I think the best way is to start by tracking calories. Learn the approximate amounts of calories, proteins, fats, carbs, fiber, serving sizes- and train your body to be used to eating less. When you start to reach your goals, you start to wean off of calorie-tracking. Maybe start by tracking servings of meats, veggies, fruits, grains, milks, working towards a healthy balance. Once you can do that well, then just stop tracking. See how it feels. Of course, still weigh yourself. If you notice you've gained more than say, 5 lbs, maybe go back to tracking. See where you're off.
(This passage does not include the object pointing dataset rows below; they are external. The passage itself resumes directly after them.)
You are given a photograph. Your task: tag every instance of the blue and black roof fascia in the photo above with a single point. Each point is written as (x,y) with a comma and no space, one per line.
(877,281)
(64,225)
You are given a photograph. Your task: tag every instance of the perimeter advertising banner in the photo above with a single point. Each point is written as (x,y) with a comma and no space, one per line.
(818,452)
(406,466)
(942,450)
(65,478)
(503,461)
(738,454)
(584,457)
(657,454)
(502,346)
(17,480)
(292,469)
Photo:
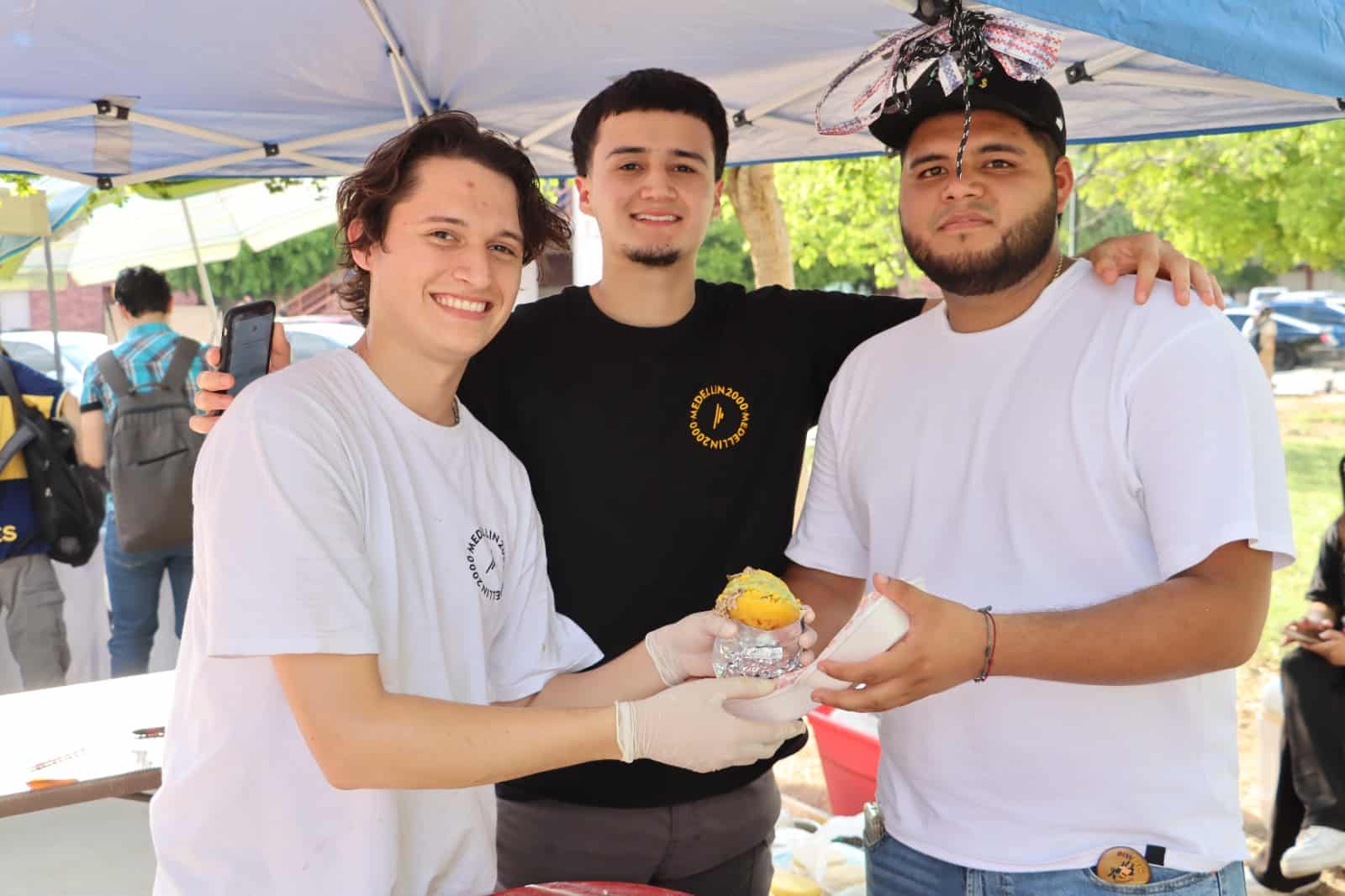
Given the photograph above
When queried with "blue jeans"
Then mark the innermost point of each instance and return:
(134, 579)
(896, 869)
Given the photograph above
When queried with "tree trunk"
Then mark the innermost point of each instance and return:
(757, 205)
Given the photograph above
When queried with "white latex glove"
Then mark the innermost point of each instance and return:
(688, 727)
(685, 649)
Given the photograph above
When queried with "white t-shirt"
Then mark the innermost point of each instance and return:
(333, 519)
(1084, 451)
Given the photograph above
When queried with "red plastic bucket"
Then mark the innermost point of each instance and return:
(849, 762)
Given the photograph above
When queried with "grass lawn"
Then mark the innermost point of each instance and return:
(1315, 439)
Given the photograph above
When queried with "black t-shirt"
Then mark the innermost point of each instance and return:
(662, 461)
(1328, 582)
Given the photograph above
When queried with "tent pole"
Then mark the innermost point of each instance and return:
(201, 273)
(51, 306)
(401, 89)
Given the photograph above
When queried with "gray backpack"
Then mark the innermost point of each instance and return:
(151, 454)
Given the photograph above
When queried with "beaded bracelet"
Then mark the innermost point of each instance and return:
(992, 636)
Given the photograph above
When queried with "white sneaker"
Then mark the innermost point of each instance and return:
(1316, 849)
(1257, 888)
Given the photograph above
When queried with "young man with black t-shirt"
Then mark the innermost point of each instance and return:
(662, 421)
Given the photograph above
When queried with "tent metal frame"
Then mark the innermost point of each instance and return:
(416, 103)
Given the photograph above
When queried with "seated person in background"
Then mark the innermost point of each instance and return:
(1308, 821)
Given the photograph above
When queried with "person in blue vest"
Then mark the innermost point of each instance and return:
(145, 302)
(30, 595)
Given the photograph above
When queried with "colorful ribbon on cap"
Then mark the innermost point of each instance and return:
(961, 46)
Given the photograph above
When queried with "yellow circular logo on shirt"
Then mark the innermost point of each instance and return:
(719, 417)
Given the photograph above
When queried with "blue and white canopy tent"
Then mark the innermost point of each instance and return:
(107, 96)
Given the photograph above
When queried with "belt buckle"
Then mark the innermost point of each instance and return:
(1123, 865)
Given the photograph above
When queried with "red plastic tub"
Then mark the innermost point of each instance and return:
(849, 762)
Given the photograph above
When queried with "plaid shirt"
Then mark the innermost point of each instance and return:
(145, 354)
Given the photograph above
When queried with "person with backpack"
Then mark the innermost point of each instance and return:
(136, 407)
(30, 595)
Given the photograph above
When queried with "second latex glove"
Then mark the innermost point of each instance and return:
(686, 647)
(688, 727)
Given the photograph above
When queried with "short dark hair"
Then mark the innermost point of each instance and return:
(141, 289)
(389, 174)
(651, 91)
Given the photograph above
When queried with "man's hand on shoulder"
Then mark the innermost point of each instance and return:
(213, 385)
(1149, 257)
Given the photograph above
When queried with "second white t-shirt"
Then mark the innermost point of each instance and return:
(1084, 451)
(331, 519)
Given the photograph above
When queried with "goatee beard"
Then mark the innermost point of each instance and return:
(977, 273)
(654, 257)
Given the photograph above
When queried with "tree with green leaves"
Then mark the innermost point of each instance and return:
(1274, 198)
(276, 273)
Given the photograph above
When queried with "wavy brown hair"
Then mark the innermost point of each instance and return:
(389, 174)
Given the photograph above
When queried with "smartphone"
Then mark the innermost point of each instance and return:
(245, 343)
(1293, 634)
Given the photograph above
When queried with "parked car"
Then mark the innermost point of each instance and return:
(1264, 293)
(1320, 313)
(1297, 342)
(78, 349)
(314, 335)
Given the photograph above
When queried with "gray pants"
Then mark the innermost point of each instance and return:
(33, 604)
(716, 846)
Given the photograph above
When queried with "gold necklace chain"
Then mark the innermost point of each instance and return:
(1060, 266)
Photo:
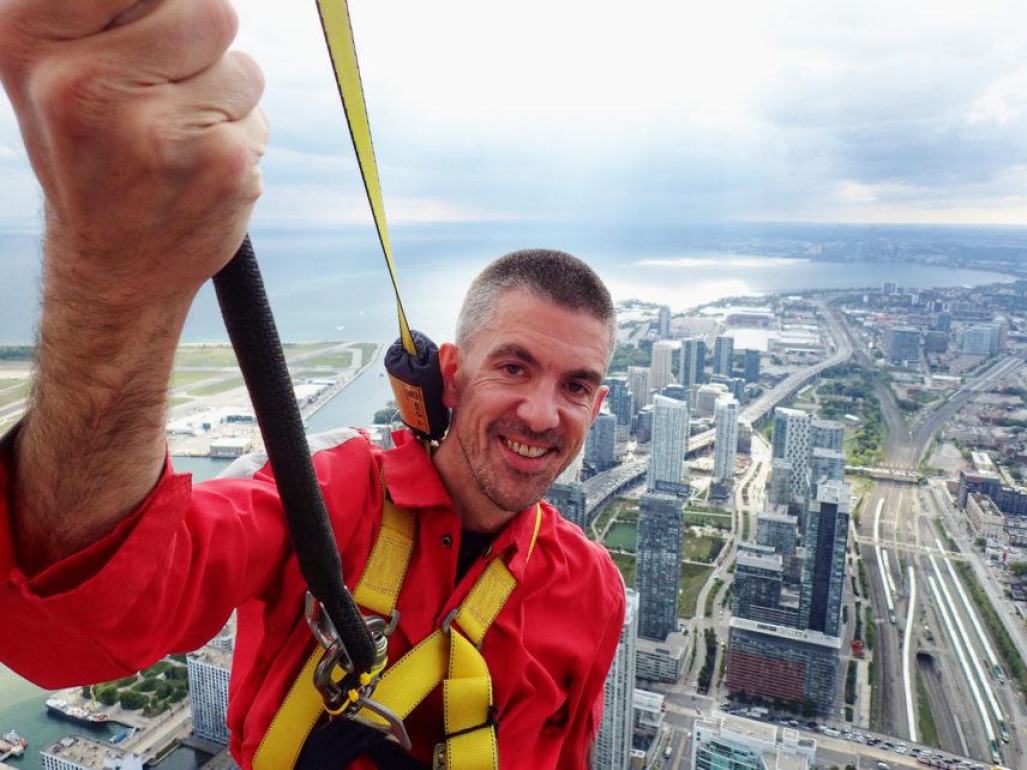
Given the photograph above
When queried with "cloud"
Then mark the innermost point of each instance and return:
(658, 112)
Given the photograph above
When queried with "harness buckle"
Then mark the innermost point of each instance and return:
(439, 753)
(349, 694)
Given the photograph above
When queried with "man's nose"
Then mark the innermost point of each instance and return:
(538, 409)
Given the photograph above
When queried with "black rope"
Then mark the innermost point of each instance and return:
(255, 337)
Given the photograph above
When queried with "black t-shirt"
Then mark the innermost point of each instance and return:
(333, 744)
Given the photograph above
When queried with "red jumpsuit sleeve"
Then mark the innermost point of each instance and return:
(583, 726)
(164, 580)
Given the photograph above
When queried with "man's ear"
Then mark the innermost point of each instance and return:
(449, 362)
(600, 397)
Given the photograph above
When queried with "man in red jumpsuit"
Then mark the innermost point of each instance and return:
(145, 135)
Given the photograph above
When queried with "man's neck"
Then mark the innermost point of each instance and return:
(478, 512)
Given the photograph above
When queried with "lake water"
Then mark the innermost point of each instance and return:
(332, 285)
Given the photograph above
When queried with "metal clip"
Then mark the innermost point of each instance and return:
(335, 658)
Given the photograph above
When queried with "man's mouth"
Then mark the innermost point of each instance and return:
(524, 450)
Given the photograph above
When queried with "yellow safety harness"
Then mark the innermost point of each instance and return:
(449, 656)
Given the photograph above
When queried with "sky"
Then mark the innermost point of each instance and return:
(642, 113)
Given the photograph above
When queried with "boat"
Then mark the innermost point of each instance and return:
(78, 715)
(12, 744)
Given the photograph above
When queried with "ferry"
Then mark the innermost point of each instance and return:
(12, 744)
(75, 714)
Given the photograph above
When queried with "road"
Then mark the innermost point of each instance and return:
(962, 714)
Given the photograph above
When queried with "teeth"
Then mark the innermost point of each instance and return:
(524, 450)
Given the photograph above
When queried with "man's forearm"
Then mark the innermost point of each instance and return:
(92, 443)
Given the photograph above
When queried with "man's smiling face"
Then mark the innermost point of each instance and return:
(524, 394)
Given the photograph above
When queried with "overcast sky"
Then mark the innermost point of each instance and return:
(642, 112)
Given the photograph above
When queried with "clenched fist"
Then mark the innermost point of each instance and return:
(145, 133)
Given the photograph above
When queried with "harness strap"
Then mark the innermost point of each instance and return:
(449, 656)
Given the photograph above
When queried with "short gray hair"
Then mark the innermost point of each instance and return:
(548, 274)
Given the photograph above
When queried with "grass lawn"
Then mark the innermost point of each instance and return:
(219, 387)
(621, 537)
(205, 355)
(698, 547)
(14, 393)
(625, 564)
(182, 379)
(616, 507)
(695, 518)
(335, 359)
(692, 579)
(367, 350)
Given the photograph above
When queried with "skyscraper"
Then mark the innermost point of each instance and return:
(658, 569)
(670, 443)
(639, 384)
(824, 574)
(663, 322)
(600, 445)
(826, 434)
(660, 363)
(723, 355)
(691, 367)
(726, 444)
(569, 499)
(791, 441)
(207, 670)
(752, 367)
(613, 743)
(619, 398)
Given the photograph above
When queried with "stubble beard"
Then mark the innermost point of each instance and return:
(527, 493)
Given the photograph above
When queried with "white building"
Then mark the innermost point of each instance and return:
(726, 443)
(747, 744)
(613, 743)
(792, 443)
(208, 669)
(659, 368)
(639, 383)
(670, 443)
(76, 753)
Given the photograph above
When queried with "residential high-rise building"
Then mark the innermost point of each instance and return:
(658, 570)
(826, 465)
(661, 363)
(824, 574)
(777, 531)
(613, 743)
(670, 443)
(902, 344)
(691, 367)
(707, 397)
(208, 668)
(772, 661)
(791, 441)
(736, 743)
(723, 355)
(826, 434)
(619, 398)
(569, 499)
(758, 578)
(600, 444)
(752, 366)
(639, 384)
(663, 322)
(726, 441)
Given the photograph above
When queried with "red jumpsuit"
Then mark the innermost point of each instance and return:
(167, 578)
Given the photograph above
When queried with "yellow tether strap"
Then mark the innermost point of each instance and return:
(339, 36)
(447, 657)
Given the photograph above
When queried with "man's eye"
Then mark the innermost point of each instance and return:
(578, 389)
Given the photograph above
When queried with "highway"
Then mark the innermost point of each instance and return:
(937, 638)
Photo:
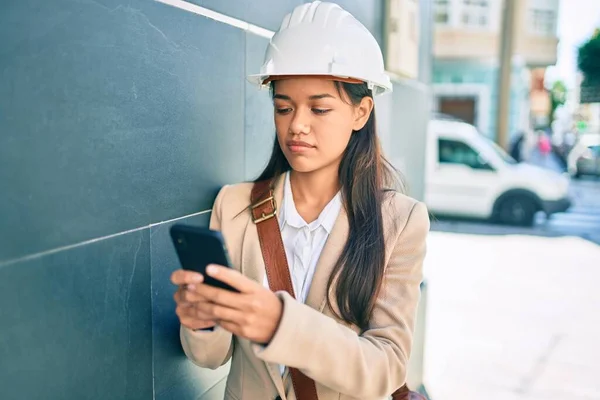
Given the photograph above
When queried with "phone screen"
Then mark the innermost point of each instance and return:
(198, 247)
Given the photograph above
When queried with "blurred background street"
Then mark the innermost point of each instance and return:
(581, 220)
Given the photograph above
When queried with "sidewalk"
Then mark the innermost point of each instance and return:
(549, 162)
(512, 317)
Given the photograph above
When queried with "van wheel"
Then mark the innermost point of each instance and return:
(517, 210)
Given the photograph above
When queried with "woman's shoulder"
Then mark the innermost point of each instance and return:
(399, 203)
(235, 196)
(399, 208)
Counting calories, IMO, is not just about counting calories NOW but learning how much is enough!

MICHELLETROSZAK Posts: 34
3/20/12 11:14 P

This is something I've considered a lot recently, too, and I am curious to see what other people say. I am facing a similar debate, as I find it takes a lot of mental energy for me to keep counting calories every day. I feel like I'm a little obsessed and it kind of concerns me, honestly. I am at my goal weight and have been staying within 5 pounds of it for the last six months, but I am still counting every day. And I mean, yes, it's good to keep track of nutrients, etc, but I feel like I really mostly have my eating habits in place and shouldn't really have to worry about it. So I am wondering basically the same as you, and I'd love to hear what other people think!

LOSING4BABY2012 SparkPoints: (113)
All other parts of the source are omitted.